Startschuss für den Großangriff im Heimatmarkt des Erzrivalen: Der europäische Flugzeugriese Airbus rückt dem US-Konkurrenten Boeing mit dem ersten eigenen Werk in den Vereinigten Staaten auf die Pelle. Die Konzernführung setzt große Hoffnungen auf die Endmontagelinie für Mittelstrecken-Jets der A320-Familie, die am Montag in Mobile (Bundesstaat Alabama) eröffnet werden soll.
Aber können die Europäer wirklich an Boeings Vorherrschaft rütteln? Geht es nach Airbus-Chef Fabrice Bregier, muss sich die Konkurrenz warm anziehen. "Wir hoffen, dass wir den US-Marktanteil auch mit Hilfe des neuen Werks auf 50 Prozent steigern können", sagte der Franzose der Zeitung "Welt am Sonntag". Als 2012 die Entscheidung für Mobile gefallen sei, habe der Airbus-Anteil in den Flotten der US-Fluggesellschaften noch bei knapp 20 Prozent gelegen. "Einschließlich der Neuaufträge in den letzten zwei Jahren ist er schon auf 40 Prozent geklettert", berichtete Bregier.
Wichtige strategische Ausrichtung
Für Airbus geht es bei der US-Expansion um weit mehr, als dem einzig bedeutenden Wettbewerber Boeing eins auszuwischen. "Wir glauben, dass es strategisch wichtig ist, neben Europa in den zwei Schlüsselmärkten USA und China verwurzelt zu sein", erklärt Bregier. Airbus hat weltweit bisher nur drei Endfertigungslinien für A320-Maschinen - neben den Standorten Hamburg-Finkenwerder und Toulouse kam 2008 ein Werk im chinesischen Tianjin hinzu.
Der Vorstoß nach China war zunächst umstritten, gilt aber inzwischen als Erfolg. Die dabei gesammelten Erfahrungen sollen nun helfen, die Produktion auch in den USA rasch auszubauen. Im Frühjahr 2016 soll das erste Flugzeug in Mobile ausgeliefert werden, 2018 will Airbus pro Monat bereits vier Maschinen in Alabama montieren. Der Konzern hat dabei vor allem seine US-Kunden im Visier.

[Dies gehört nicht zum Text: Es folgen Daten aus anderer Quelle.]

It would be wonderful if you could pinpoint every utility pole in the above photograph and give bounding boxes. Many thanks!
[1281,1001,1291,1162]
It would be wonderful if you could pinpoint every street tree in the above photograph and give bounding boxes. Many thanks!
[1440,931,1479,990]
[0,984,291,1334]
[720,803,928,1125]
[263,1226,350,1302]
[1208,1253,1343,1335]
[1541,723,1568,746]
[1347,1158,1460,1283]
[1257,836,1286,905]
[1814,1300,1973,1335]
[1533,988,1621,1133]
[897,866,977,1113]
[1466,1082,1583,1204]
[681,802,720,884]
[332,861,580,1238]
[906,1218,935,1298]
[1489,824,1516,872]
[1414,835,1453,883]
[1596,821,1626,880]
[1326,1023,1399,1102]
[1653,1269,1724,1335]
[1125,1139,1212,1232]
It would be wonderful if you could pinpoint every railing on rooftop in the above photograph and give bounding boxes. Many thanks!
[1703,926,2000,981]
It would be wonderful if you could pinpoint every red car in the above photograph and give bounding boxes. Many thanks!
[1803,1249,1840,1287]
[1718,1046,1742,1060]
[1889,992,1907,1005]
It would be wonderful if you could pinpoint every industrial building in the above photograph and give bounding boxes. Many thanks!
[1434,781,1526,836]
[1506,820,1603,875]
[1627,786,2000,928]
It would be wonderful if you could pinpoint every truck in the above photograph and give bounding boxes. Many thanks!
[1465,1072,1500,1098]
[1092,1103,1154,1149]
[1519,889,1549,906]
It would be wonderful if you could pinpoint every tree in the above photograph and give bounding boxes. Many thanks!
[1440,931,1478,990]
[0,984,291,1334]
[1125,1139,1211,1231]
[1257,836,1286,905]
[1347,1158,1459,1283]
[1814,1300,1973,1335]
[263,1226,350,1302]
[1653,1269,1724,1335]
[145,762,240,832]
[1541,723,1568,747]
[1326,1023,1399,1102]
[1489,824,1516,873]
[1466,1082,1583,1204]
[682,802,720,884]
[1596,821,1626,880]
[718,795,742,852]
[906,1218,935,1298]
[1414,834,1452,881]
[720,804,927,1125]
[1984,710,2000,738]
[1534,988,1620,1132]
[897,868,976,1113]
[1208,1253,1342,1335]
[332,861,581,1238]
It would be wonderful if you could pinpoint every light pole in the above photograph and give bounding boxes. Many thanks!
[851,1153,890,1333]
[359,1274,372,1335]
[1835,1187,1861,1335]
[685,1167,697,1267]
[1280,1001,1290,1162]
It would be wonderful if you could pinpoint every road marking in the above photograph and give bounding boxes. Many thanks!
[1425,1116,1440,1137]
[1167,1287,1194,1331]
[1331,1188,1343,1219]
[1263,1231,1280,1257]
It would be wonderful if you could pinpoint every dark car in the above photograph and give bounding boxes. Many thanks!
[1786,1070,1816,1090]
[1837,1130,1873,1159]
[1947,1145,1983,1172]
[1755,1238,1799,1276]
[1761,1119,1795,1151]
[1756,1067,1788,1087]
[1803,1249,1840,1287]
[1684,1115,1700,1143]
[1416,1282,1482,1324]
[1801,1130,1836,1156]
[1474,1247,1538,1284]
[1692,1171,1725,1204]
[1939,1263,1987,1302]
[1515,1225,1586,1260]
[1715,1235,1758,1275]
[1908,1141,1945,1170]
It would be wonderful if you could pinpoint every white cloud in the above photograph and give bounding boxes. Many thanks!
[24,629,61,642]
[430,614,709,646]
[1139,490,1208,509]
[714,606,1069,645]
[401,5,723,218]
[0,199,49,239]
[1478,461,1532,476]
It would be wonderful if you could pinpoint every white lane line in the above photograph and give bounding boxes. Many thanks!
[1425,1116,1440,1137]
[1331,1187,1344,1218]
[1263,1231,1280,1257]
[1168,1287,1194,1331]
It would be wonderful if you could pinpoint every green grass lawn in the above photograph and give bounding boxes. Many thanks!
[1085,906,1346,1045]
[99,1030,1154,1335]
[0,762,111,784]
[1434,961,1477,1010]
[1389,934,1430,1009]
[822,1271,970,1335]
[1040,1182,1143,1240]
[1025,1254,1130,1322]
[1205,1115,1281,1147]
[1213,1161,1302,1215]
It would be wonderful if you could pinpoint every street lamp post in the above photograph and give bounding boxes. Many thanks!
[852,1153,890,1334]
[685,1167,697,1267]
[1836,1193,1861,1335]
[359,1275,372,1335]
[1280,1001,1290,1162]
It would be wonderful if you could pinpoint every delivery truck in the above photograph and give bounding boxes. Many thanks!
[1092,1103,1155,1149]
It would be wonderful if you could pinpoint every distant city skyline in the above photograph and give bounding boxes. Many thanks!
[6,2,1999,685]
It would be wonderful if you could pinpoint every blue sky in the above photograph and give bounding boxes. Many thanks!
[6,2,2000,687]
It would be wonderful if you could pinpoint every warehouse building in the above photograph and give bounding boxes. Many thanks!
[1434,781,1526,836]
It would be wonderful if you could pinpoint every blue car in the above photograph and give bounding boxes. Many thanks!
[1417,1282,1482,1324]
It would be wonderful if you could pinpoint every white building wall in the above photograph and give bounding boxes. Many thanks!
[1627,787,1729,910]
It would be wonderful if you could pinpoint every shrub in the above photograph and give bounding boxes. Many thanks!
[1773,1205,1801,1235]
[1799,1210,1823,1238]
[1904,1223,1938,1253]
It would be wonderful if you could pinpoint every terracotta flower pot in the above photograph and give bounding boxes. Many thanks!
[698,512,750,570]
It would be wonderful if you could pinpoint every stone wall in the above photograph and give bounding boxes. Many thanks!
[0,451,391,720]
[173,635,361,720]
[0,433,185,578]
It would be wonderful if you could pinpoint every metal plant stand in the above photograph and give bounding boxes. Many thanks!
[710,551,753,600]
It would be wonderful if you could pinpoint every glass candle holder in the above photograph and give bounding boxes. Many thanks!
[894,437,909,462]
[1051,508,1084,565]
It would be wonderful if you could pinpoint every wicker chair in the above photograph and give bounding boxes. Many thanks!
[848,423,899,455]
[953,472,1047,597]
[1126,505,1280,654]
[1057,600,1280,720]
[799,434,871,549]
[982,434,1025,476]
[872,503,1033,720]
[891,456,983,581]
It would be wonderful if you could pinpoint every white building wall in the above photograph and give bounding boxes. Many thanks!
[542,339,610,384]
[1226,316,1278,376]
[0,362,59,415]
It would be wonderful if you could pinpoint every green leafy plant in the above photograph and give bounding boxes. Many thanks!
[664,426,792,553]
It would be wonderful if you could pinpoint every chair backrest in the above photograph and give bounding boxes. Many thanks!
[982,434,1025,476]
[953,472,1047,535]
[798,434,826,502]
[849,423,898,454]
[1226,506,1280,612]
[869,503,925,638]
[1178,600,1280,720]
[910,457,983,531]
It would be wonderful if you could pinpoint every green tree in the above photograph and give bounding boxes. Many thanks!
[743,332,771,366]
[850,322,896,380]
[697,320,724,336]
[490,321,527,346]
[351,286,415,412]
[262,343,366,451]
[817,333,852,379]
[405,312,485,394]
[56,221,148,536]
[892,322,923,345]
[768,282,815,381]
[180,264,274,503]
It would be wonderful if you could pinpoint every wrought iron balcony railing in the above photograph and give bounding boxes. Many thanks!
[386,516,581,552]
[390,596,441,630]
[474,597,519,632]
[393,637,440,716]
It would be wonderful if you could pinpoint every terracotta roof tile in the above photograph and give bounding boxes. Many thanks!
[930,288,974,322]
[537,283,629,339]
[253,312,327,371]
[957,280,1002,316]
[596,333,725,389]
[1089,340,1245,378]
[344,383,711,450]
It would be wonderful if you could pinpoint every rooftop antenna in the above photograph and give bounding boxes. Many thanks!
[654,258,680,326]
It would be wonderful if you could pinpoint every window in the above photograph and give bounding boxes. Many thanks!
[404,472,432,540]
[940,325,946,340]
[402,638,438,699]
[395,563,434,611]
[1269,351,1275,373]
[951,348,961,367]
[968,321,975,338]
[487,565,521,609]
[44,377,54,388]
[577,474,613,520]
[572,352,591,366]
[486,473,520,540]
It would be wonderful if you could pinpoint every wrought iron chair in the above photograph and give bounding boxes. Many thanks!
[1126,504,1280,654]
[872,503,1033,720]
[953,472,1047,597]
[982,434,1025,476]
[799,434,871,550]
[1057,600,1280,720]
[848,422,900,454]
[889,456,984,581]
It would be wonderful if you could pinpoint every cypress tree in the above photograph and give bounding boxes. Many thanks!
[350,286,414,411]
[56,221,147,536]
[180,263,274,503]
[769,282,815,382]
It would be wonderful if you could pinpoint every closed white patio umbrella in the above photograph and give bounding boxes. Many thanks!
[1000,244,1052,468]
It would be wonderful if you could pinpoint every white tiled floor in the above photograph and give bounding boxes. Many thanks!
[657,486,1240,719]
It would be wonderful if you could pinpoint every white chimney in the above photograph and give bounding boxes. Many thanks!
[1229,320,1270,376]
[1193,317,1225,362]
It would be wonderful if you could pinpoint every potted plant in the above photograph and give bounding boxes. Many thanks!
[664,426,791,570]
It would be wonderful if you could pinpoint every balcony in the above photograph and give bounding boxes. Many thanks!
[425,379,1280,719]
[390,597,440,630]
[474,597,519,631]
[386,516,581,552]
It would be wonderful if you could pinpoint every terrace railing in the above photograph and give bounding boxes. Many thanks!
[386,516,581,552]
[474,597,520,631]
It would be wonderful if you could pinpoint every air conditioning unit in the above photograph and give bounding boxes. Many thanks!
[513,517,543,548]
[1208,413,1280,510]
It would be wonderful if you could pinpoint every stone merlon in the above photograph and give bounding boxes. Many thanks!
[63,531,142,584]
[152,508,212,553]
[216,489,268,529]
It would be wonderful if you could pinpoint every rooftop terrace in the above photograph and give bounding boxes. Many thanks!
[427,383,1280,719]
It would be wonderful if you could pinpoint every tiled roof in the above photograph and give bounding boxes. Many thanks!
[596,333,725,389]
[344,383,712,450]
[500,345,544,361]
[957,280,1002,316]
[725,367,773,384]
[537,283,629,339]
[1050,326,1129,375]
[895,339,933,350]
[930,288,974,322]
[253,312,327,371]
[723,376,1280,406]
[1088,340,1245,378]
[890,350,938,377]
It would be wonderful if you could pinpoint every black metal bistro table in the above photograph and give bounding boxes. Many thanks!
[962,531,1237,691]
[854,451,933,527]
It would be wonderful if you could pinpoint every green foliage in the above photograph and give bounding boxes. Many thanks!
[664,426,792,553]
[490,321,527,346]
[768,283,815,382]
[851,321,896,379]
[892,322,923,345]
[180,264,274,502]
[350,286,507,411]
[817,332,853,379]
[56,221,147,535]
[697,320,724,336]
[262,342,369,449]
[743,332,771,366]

Die USA sind der weltgrößte Markt für Maschinen mit Standard-Rumpf, also mit nur einem Mittelgang und meist sechs Sitzen je Reihe. Airbus rechnet damit, dass die Nachfrage nach diesen Modellen in den kommenden Jahren kräftig zunimmt. Das spielt den Europäern in die Karten, denn mit der A320-Familie haben sie in diesem Segment den größten Verkaufsschlager im Angebot. Das Unternehmen sitzt auf Tausenden Aufträgen und kommt mit der Produktion kaum hinterher.
Mehr Kapazitäten
Das 600 Mio. Dollar (532,5 Mio. Euro) teure und 470.000 Quadratmeter große US-Werk schafft nötige Kapazitäten - denn Hamburg, Toulouse und Tianjin sind ausgelastet. Trotzdem ist der Bau nicht unumstritten. Kritik, dass Airbus in Boeings Heimatland über 1.000 Arbeitsplätze schafft und im heimischen Rüstungsbereich zugleich Tausende Stellen streicht, will man aber nicht gelten lassen. Für jeden Job in Mobile entstünden vier neue in Europa, heißt es bei Airbus.
In den USA werden die Flugzeuge lediglich zusammengesetzt - das seien gerade mal fünf Prozent der Flugzeugproduktion. Die Tragflächen, die einzelnen Rumpfabschnitte, die Heckflosse und andere Teile werden in Hamburg gefertigt und vor allem per Schiff über den Atlantik gebracht. Obwohl dieser Transport ins Geld geht, glaubt die Airbus-Führung, in Alabama kostengünstiger herstellen zu können. "Der US-Markt hat eindeutig einen Wettbewerbsvorteil", sagt Bregier.
Keine Gewerkschaft
In Mobile gibt es keine Gewerkschaften. Doch der Airbus-Chef stellt nicht nur auf Löhne und Arbeitnehmerrechte ab: "Die Produktionskosten umfassen ja nicht nur Gehälter, sondern auch die Anwendung neuester, effizienter Produktionstechniken."
Diese Vorteile würden die zusätzlichen Transportkosten mehr als wettmachen. Zudem setzt Airbus stark auf das Label "Made in USA". "In Amerika ist es wichtig zu zeigen, dass die Flugzeuge im Land gefertigt werden", meint Bregier. Das sei ein Pluspunkt, der den Ausschlag geben könne.